Но есть, на мой взгляд, причина и, скажем так, смысловая. Почему в политической традиции последних лет послание президента палатам Федерального собрания вообще имеет такое значение?
Сложившаяся система принятия ключевых решений всегда завязана на одного человека, президента. Только его слово становится финальным.
Для других акторов борьба за тот или иной поворот событий носит характер скорее кулуарный, чем публичный. Они действительно не могут однозначно ничего прогнозировать, пока президент не скажет свое слово. В этой системе выступление человека, который принимает решения по всем ключевым вопросам, действительно приобретает особое значение. А такое масштабное выступление по всем насущным вопросам, как послание, становится краеугольным камнем дальнейшей жизни как системы, так и общества: трудно не согласиться с теми экспертами, которые говорят, что послание в нашей политической традиции адресуется не только депутатам и сенаторам, но и всем россиянам — как зарисовка тактических и стратегических планов российской власти, чертеж некоторого образа будущего, пусть и самого ближайшего.
Так почему же тогда этот уже оформленный план вызывает меньше дискуссий, чем его ожидание? Все дело в главной ценности, которую наша власть традиционно ставит во главу угла жизни общества,— стабильности. Она подразумевает отказ от каких-то революционных шагов, планомерную приверженность текущему образу жизни, выбранному пути. В такой ситуации образу будущего и не положено быть резонансным. Он должен быть скорее успокаивающим. Поэтому предполагать резонансные, значительные изменения можно до послания, а оно уже потом подводит под ними окончательную черту.
Однако в этот раз создается впечатление, что ситуация немного другая. Интерпретационного ажиотажа вокруг послания меньше. Не думаю, что это связано с тем, что у экспертов и журналистов нет мыслей по поводу его вероятного содержания. Скорее причина в том, что все понимают, насколько высоки ставки, облеченные в слова, которые мы услышим в следующий вторник.
В послании не может не прозвучать тема специальной военной операции и связанных с ней событий. Более того, в нем, скорее всего, будет определен вектор логики дальнейших действий российских властей.

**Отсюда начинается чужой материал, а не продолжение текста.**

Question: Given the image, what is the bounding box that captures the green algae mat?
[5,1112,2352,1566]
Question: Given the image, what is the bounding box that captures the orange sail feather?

Это действительно та самая точка бифуркации, сойти с которой система может совершенно разными путями. И когда значение слов настолько высоко, гадать по поводу конкретного содержания послания, пожалуй, даже боязно.
Недавно один мой друг, никак не связанный со сферой политики, отказался обсуждать планы на лето. Никто не может знать, что случится в ближайшие дни, пояснил он. Собственно, это сходится с картиной, которую рисуют сейчас на публичных мероприятиях политологи и социологи: в массе своей люди опасаются строить планы на будущее. Как было сказано на одном из круглых столов, они не хотят даже думать о федеральной повестке.
В какой-то мере они снова хотят того же, что раньше и приносило послание: новой стабильности и нормальности. Может ли послание их принести? И возможно ли это? Да и есть ли вообще такое намерение? Ведь кроме тех, кто говорит о необходимости дать обществу и экономике возможность адаптироваться к этой новой реальности, слышны и громкие голоса, требующие дальнейшей мобилизации во всех смыслах. Какой сценарий будет выбран и возможен ли путь между ними, узнаем во вторник.